Alexandre Mazzia dans son restaurant de Marseille, AM, triplement étoilé.

Alexandre Mazzia dans son restaurant de Marseille, AM, triplement étoilé.

© Liloo Studio

Installé à Marseille, Alexandre Mazzia fait partie des meilleurs chefs au monde. Sa cuisine est à la fois percutante, bouleversante et réconfortante. À l’image de cet homme de 50 ans dont le talent n’a d’égal que la générosité.

Aller dîner chez Alexandre Mazzia à Marseille revient à prendre un aller simple pour une destination merveilleuse. Un endroit qui n’existe nulle part sur le globe, uniquement dans l’univers de ce chef triplement étoilé dont l’imagination n’a d’égal que le talent. Guidé par le « Traité de l’âme » d’Aristote, cet enfant du monde propose une cuisine qui bouleverse nos cinq sens et bien plus encore : nos connaissances et croyances. Qui d’autre que ce génie créatif pourrait nous faire aimer une anguille fumée au chocolat et au piment  ?
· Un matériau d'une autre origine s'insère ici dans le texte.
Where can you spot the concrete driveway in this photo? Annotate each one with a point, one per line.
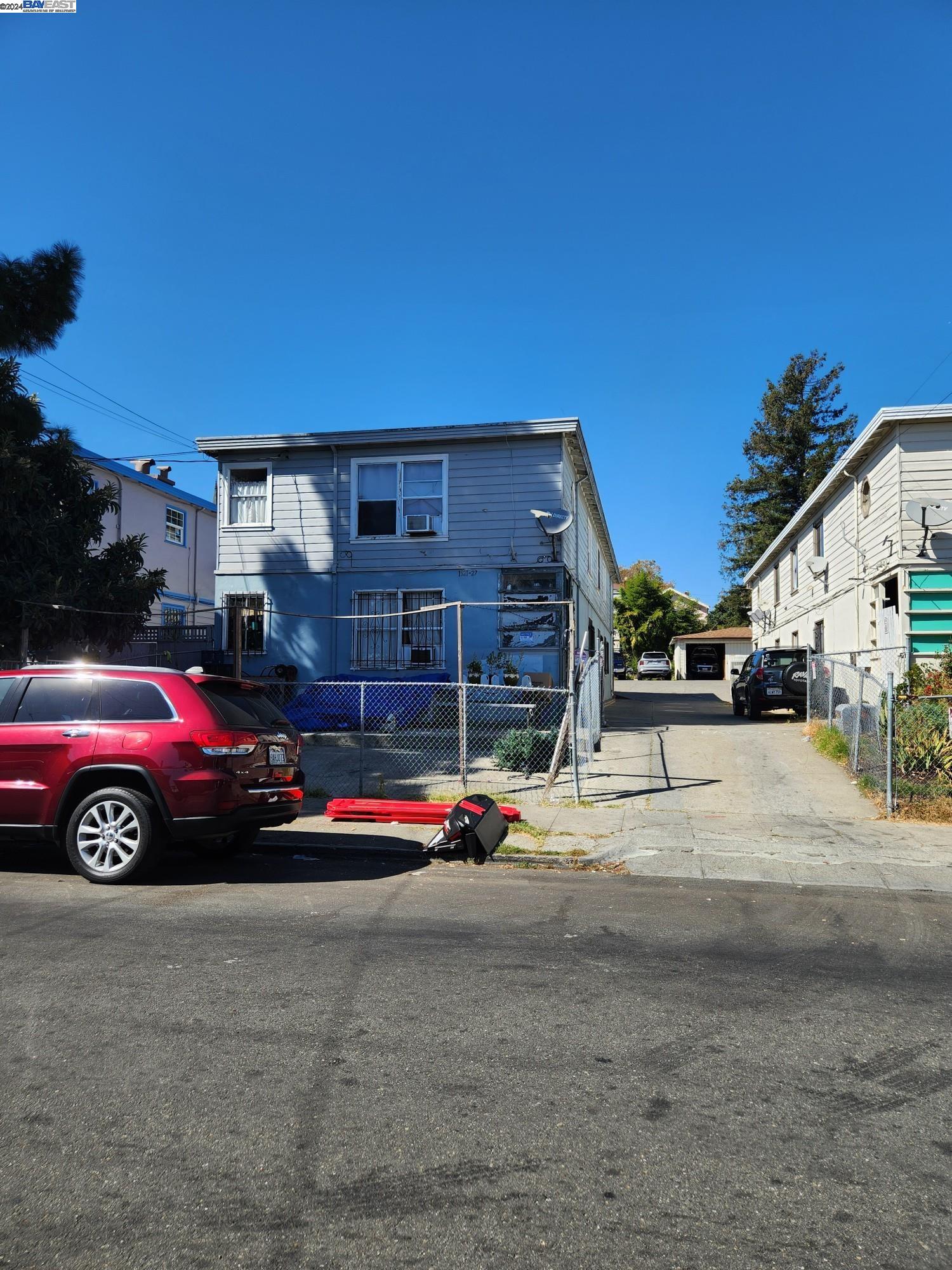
(678, 747)
(696, 792)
Fils d’un négociant en bois chargé de développer une filière durable, Alexandre Mazzia naît et grandit à Pointe-Noire, en République du Congo. Un pays dont il est totalement déraciné à l’âge de 15 ans, après une mutation de son père en banlieue parisienne. Ses parents ont alors la « drôle d’idée » de l’inscrire chez les Jésuites dans une école d’horticulture. « J’étais complètement perdu », se souvient le chef de 50 ans. « Je ne comprenais pas bien pourquoi j’étais là. Je me posais beaucoup de questions… » L'adolescent trouve alors son salut dans le sport. À l’invitation d’un camarade d’école, il intègre un groupe de basketteurs « de rue ». « Une véritable révélation. » Celui qui était moqué pour sa grande taille découvre que mesurer 1,95 mètre a ses avantages. Il rompt alors avec la solitude qui le minait depuis son départ d’Afrique et pousse les portes d’un nouvel univers, celui de la street. « C’était le début des années 1990, précise Alexandre Mazzia. L’époque où le rap et le hip-hop ont émergé aux États-Unis, puis en France, permettant aux jeunes de s’émanciper culturellement. »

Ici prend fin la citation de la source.